La población de Fuentes sufrió, como el resto de la provincia, las tres epidemias que afectaron a la población sevillana, además de otras puramente endémicas, que en algunas ocasiones producían una grave e intensa mortandad. El caso más agudo se produjo el verano de 1831, cuando por motivo de las enfermedades estacionales que había sufrido, debido a la mala alimentación y a la escasez de higiene, se produjeron más de setecientas defunciones entre adultos y párvulos.

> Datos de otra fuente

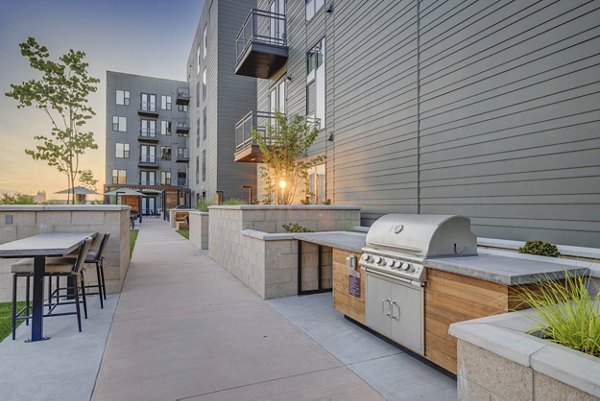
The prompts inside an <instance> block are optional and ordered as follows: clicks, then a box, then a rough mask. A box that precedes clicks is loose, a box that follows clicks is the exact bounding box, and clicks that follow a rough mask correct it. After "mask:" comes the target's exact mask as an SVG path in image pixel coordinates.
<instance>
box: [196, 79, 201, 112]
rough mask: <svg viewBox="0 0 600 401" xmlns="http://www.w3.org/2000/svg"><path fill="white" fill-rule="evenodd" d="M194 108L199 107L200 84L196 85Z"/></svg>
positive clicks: (197, 82)
mask: <svg viewBox="0 0 600 401" xmlns="http://www.w3.org/2000/svg"><path fill="white" fill-rule="evenodd" d="M196 107H200V82H197V83H196Z"/></svg>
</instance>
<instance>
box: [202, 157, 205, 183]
mask: <svg viewBox="0 0 600 401" xmlns="http://www.w3.org/2000/svg"><path fill="white" fill-rule="evenodd" d="M204 181H206V150H203V151H202V182H204Z"/></svg>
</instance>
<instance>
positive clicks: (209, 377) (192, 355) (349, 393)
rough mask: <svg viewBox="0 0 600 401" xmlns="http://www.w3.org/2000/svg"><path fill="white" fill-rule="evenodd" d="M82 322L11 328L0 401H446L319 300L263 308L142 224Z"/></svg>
mask: <svg viewBox="0 0 600 401" xmlns="http://www.w3.org/2000/svg"><path fill="white" fill-rule="evenodd" d="M117 300H118V305H117V307H116V312H115V313H114V318H113V315H112V312H113V311H114V307H115V304H116V303H117ZM92 302H93V301H92ZM90 311H91V314H90V319H89V320H88V321H85V322H84V332H83V333H82V334H79V333H77V329H76V324H75V322H74V321H73V322H71V321H70V320H71V319H69V318H62V319H60V318H57V319H48V320H49V321H48V323H47V324H45V329H46V332H47V333H48V334H50V335H52V336H53V338H52V339H51V340H50V341H46V342H42V343H37V344H25V343H23V342H22V339H24V338H25V337H26V336H27V333H28V329H29V328H28V327H25V326H21V327H20V328H19V337H20V338H19V340H20V341H11V340H10V339H7V340H5V341H4V342H3V343H1V344H0V358H1V360H0V389H2V392H1V394H2V395H1V396H0V398H2V399H5V398H4V397H5V395H6V394H9V395H10V397H9V398H6V399H10V400H13V399H14V400H21V399H23V400H55V399H61V400H89V399H90V398H91V399H92V400H94V401H103V400H111V401H112V400H144V401H147V400H161V401H163V400H315V399H327V400H382V399H388V400H454V399H456V382H455V381H454V380H452V379H450V378H448V377H446V376H445V375H443V374H441V373H439V372H438V371H436V370H435V369H432V368H430V367H429V366H427V365H425V364H423V363H421V362H419V361H417V360H416V359H414V358H412V357H411V356H409V355H407V354H405V353H403V352H402V351H400V350H399V349H398V348H396V347H393V346H391V345H389V344H388V343H386V342H385V341H383V340H381V339H379V338H378V337H376V336H374V335H372V334H370V333H368V332H367V331H365V330H363V329H361V328H359V327H357V326H356V325H354V324H353V323H351V322H349V321H347V320H345V319H344V318H343V316H341V315H340V314H339V313H338V312H336V311H335V310H333V308H332V307H331V295H330V294H320V295H313V296H305V297H290V298H283V299H275V300H271V301H264V300H262V299H261V298H259V297H258V296H257V295H256V294H254V293H253V292H252V291H251V290H249V289H248V288H247V287H245V286H244V285H243V284H241V282H240V281H238V280H237V279H236V278H235V277H233V276H232V275H230V274H229V273H228V272H227V271H225V270H224V269H223V268H222V267H220V266H219V265H217V264H216V263H215V262H214V261H213V260H212V259H210V258H209V257H208V256H207V255H206V253H205V252H203V251H200V250H199V249H198V248H196V247H194V246H193V245H192V244H191V243H190V242H189V241H187V240H185V239H184V238H183V237H181V236H179V234H177V233H176V232H175V231H174V230H172V229H171V228H170V227H169V226H168V224H167V223H165V222H163V221H162V220H159V219H151V218H148V219H144V223H143V224H142V225H141V227H140V233H139V236H138V240H137V243H136V248H135V251H134V255H133V259H132V262H131V265H130V268H129V273H128V275H127V278H126V280H125V285H124V288H123V291H122V293H121V295H120V297H117V296H113V297H111V299H110V302H109V305H108V307H106V308H105V309H104V310H102V311H101V310H100V309H99V308H98V306H97V305H92V306H91V307H90ZM73 320H74V318H73ZM111 320H112V326H111ZM54 321H56V322H54ZM51 325H62V326H64V327H62V328H56V329H54V328H52V326H51ZM109 329H110V331H109ZM61 330H62V331H61ZM51 333H52V334H51ZM107 337H108V338H107ZM102 355H103V356H102ZM7 358H8V359H7ZM100 360H101V363H100ZM8 361H10V362H8ZM38 361H41V362H38ZM52 362H53V363H54V365H52V364H51V363H52ZM58 366H60V367H61V368H60V369H57V367H58ZM62 366H66V367H67V368H69V367H71V368H72V370H69V369H66V370H65V369H62ZM15 367H17V368H18V369H15ZM98 369H99V370H98ZM76 372H77V373H76ZM67 383H68V384H67ZM94 383H95V386H94ZM74 388H76V389H77V390H76V391H74V392H72V391H71V390H72V389H74ZM6 389H8V390H9V392H8V393H7V392H6ZM92 389H93V393H92ZM61 391H62V392H61Z"/></svg>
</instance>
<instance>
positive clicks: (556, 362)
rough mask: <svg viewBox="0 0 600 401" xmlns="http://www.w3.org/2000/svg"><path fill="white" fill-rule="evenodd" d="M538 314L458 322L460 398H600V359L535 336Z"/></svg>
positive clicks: (482, 398) (537, 399) (508, 316)
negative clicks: (534, 336) (532, 329)
mask: <svg viewBox="0 0 600 401" xmlns="http://www.w3.org/2000/svg"><path fill="white" fill-rule="evenodd" d="M532 313H534V312H533V311H532V310H527V311H522V312H513V313H507V314H503V315H498V316H493V317H488V318H483V319H476V320H470V321H466V322H461V323H454V324H452V325H451V326H450V334H452V335H453V336H455V337H457V338H458V376H457V381H458V400H459V401H467V400H468V401H471V400H473V401H475V400H477V401H479V400H506V401H509V400H511V401H519V400H529V401H531V400H533V401H535V400H540V401H541V400H582V401H592V400H593V401H599V400H600V381H599V380H598V378H600V358H596V357H593V356H590V355H587V354H584V353H581V352H578V351H574V350H571V349H569V348H566V347H563V346H561V345H557V344H554V343H551V342H549V341H545V340H542V339H539V338H537V337H534V336H531V335H529V334H527V333H526V331H527V330H528V329H529V328H530V327H531V325H532V321H531V320H530V319H529V318H528V316H529V315H531V314H532Z"/></svg>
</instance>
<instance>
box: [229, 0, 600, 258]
mask: <svg viewBox="0 0 600 401" xmlns="http://www.w3.org/2000/svg"><path fill="white" fill-rule="evenodd" d="M597 6H598V4H597V3H595V2H587V1H576V0H574V1H564V2H551V1H519V2H438V1H433V0H432V1H422V0H421V1H417V0H412V1H411V0H407V1H395V0H386V1H378V2H365V1H360V0H351V1H343V2H341V1H335V2H334V1H325V0H305V1H304V2H302V1H285V0H259V1H258V4H257V9H258V10H259V11H254V12H252V13H251V12H250V8H249V7H248V9H247V14H250V15H251V17H250V20H251V21H257V22H256V23H255V26H250V27H248V26H247V24H243V25H240V28H242V27H243V29H242V30H241V31H240V36H238V38H237V39H238V41H239V40H240V39H241V40H242V42H243V43H244V44H245V46H246V47H244V46H242V51H238V55H237V58H236V63H235V71H236V73H237V74H240V75H246V76H251V77H256V78H258V81H257V82H258V83H257V109H258V111H260V112H264V113H265V114H264V115H267V116H268V115H269V114H268V113H272V112H274V111H276V110H278V111H281V112H285V113H286V114H287V115H288V116H290V115H293V114H300V115H302V116H309V117H316V118H318V119H319V121H320V127H321V131H320V134H319V137H318V139H317V141H316V143H315V144H314V145H313V147H312V149H311V154H312V155H317V154H323V155H326V157H327V159H326V162H325V163H324V165H322V166H318V168H315V169H314V171H311V172H310V182H309V188H308V190H309V191H310V192H311V197H310V198H311V200H312V201H313V202H322V201H323V200H326V199H331V200H332V201H333V203H335V204H356V205H360V206H361V207H362V208H363V214H362V218H363V223H364V224H369V223H370V222H372V221H373V220H374V219H376V218H377V217H378V216H380V215H382V214H385V213H392V212H397V213H423V214H426V213H435V214H460V215H465V216H468V217H470V218H471V221H472V225H473V230H474V232H475V233H476V234H477V235H478V236H480V237H491V238H505V239H513V240H527V239H543V240H546V241H551V242H554V243H559V244H565V245H578V246H589V247H600V147H599V145H600V108H599V107H598V105H599V104H600V86H599V84H598V80H597V77H599V76H600V63H599V61H600V36H599V35H598V33H599V32H600V10H599V9H598V7H597ZM243 32H250V36H249V37H250V39H247V38H248V35H247V34H245V33H243ZM244 35H245V36H244ZM250 110H251V109H248V111H250ZM242 138H243V137H242ZM237 145H238V146H241V147H238V148H237V149H236V151H237V152H236V154H235V155H236V156H235V158H236V160H238V161H240V162H249V161H251V159H252V158H254V160H257V159H256V155H253V154H252V152H251V149H250V148H249V147H247V146H246V147H244V146H242V145H244V144H243V141H238V142H237ZM240 164H242V163H240ZM259 186H260V184H259ZM259 197H260V194H259Z"/></svg>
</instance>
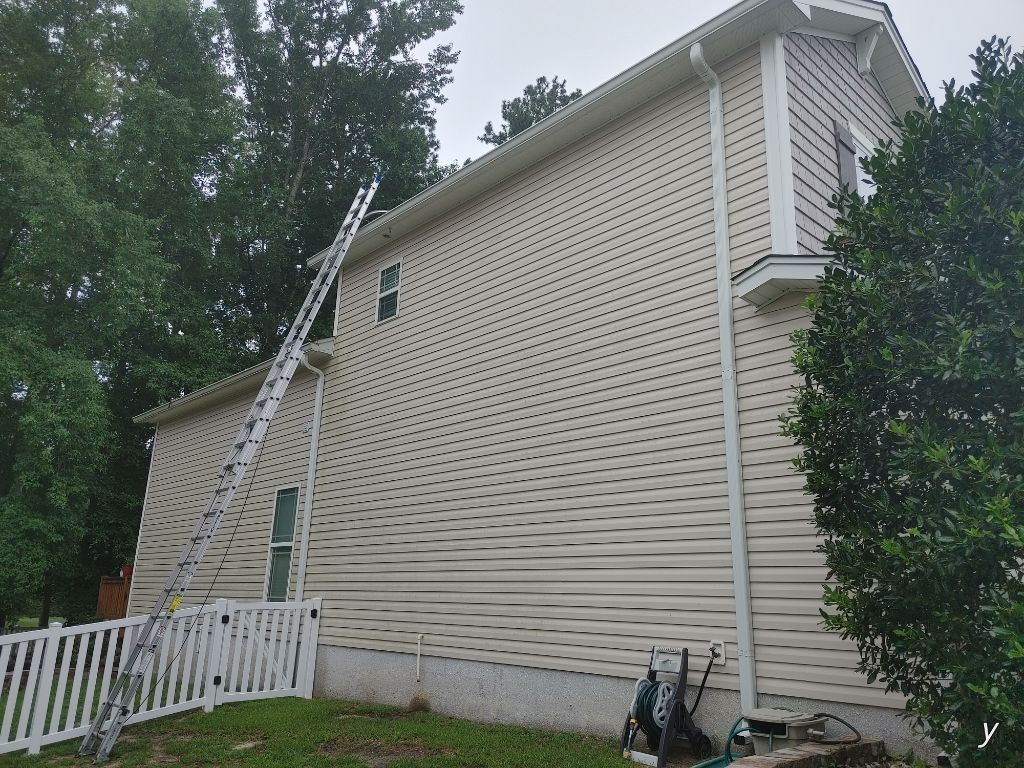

Cuando se produjo la epidemia del cólera morbo, que se extendió por toda España el año 1833, el cabildo fontaniego tomó una serie de medidas para evitar el contagio en su población: Ningún vecino ni posadero pudo admitir en sus mesones a forastero alguno sin dar parte a la autoridad sanitaria para que examinase sus pasaportes; los celadores de policía redoblaron la vigilancia no sólo de las personas forasteras, sino también de los vecinos, principalmente de los arrieros y trajineros, reconociendo sus pasaportes y procedencia de los cargamentos que trajesen, dando cuenta de cualquier cosa digna de atención; establecer una ronda todas las noches, compuesta de un celador de policía y vecinos que vigilaban la población y sus ruedos para evitar cualquier introducción fraudulenta de géneros u otros efectos procedentes de zona contagiada; ordenar que los celadores de policía, dependientes de justicia o cualquier vecino pudiera vigilar, muy particularmente, a todos los que se dedicaban al contrabando.